[Buddha-l] Emptiness and not being able to imagine dying [confused]

Bob Zeuschner rbzeuschner at roadrunner.com
Mon May 31 18:51:45 MDT 2010


Hi --
I guess I'm not clear about what you are asking.
To the best of my knowledge the majority of Buddhists deny that any 
experience is immutable.
Are you asking about what the earliest Buddhist texts say about dying, 
or impermanence.
Are you asking about what the Sarvastivadins wrote, or the Theravadins 
wrote?
Are you asking if dharmas possess svabhava (self-existence)?
Are you asking about Nagarjuna's perspective?
Are you asking about the Lotus Sutra's perspective?
Or perhaps that of Chau-chou or Lin-chi?
I can tell that these issues are important to you, but I really am not 
clear what you want to know.
Bob


On 5/31/2010 4:31 PM, lemmett at talk21.com wrote:
> Well I asked some analytic philosophers about this and suddenly they weren't so interested in talking.
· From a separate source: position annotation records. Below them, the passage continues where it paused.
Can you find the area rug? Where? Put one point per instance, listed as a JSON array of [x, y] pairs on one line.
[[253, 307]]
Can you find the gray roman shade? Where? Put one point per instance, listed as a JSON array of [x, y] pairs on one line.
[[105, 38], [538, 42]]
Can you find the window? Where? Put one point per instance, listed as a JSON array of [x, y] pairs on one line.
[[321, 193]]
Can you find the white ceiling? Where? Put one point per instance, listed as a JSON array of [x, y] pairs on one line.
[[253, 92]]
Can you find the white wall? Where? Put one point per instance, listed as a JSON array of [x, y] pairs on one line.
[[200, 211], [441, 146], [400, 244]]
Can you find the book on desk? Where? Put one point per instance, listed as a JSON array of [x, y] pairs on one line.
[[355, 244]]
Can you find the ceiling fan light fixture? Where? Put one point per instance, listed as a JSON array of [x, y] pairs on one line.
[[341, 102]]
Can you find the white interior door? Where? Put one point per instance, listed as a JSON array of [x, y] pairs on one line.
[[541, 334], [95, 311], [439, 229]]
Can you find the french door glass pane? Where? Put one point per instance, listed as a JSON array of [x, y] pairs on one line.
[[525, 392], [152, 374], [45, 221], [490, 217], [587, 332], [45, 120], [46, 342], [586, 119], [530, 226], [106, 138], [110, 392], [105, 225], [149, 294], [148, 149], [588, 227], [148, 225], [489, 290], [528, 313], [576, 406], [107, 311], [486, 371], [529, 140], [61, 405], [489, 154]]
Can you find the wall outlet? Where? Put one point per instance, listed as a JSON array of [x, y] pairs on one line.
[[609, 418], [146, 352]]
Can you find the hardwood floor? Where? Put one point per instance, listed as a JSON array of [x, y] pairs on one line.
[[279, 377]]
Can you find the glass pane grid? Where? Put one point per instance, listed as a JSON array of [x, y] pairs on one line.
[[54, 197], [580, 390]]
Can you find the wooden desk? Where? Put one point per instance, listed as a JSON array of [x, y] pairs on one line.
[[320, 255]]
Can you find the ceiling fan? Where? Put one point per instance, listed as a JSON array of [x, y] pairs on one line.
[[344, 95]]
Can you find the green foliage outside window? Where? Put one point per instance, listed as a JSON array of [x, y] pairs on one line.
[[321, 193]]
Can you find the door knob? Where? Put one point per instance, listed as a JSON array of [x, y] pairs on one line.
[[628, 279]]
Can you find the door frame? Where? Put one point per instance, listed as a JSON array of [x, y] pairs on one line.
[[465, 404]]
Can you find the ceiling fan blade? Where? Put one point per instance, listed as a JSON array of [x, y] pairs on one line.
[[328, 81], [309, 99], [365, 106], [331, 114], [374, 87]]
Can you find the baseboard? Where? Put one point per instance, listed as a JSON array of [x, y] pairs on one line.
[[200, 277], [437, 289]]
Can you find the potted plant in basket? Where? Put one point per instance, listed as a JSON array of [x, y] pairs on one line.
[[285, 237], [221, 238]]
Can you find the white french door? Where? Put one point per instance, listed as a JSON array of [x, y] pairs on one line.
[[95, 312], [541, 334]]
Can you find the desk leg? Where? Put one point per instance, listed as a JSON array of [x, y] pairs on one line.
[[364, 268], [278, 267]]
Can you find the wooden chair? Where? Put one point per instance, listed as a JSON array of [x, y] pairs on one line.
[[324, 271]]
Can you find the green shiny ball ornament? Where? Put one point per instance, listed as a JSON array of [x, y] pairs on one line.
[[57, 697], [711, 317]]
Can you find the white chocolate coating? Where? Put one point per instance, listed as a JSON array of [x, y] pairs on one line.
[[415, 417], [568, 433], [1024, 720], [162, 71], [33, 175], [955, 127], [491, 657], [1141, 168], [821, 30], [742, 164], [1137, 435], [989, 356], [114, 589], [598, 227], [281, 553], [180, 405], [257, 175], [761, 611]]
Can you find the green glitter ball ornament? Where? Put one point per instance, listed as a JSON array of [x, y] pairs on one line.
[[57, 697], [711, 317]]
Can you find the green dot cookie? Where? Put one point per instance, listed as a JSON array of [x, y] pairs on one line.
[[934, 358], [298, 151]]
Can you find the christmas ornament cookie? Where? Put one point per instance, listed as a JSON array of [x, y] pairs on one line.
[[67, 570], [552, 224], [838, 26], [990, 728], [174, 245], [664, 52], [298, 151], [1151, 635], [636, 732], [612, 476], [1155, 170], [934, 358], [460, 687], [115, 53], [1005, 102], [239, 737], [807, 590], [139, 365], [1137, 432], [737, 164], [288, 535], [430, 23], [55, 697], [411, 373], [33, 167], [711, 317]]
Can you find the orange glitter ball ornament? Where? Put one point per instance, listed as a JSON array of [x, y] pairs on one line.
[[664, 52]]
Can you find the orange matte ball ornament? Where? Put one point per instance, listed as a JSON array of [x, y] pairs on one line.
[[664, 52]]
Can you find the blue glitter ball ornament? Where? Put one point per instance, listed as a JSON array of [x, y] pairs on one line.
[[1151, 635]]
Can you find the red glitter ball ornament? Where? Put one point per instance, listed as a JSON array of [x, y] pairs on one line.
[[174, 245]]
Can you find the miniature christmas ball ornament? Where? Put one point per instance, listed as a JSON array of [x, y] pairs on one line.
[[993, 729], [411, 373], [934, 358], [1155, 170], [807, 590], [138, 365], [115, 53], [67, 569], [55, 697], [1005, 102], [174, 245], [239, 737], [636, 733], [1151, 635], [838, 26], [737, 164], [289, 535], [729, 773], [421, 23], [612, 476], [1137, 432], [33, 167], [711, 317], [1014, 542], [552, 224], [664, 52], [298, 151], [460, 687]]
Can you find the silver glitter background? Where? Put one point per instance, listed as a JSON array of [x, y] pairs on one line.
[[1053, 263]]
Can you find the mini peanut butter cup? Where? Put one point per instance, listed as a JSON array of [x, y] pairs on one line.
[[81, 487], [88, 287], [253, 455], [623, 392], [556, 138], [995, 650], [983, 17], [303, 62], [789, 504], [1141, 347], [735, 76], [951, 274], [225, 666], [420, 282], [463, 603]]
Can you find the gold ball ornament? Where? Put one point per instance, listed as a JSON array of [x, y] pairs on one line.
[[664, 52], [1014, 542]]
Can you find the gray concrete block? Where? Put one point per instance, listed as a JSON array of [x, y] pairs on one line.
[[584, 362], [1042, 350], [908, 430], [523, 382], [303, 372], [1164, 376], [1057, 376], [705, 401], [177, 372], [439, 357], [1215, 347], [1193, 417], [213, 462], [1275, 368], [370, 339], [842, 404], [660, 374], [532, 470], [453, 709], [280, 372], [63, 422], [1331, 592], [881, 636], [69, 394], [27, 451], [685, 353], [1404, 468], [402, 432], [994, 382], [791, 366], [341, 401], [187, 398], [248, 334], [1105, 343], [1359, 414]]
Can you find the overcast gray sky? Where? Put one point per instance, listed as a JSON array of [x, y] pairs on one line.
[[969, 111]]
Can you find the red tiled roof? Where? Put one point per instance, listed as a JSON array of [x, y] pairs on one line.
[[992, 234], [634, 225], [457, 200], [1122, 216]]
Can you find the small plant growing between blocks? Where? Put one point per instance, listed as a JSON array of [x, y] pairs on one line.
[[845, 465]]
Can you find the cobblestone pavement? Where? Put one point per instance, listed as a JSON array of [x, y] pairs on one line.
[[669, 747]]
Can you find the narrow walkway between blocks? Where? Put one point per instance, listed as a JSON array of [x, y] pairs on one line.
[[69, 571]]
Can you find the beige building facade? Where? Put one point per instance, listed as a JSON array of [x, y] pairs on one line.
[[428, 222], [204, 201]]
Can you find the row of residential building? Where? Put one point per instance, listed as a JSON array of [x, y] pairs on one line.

It seems really relevant to dying and not at all the sort of thing that couldn't be guessed at.
> Is there no conceivable alternative to the tetralemma or just no alternative at all? If the latter I just don't understand - unless I accept that there is no tathagata that dies...
>
>>> Also can the list confirm that absolutely no dharma can be eternal from any perspective: that we can have no
>   evidence for the immutability of any experience?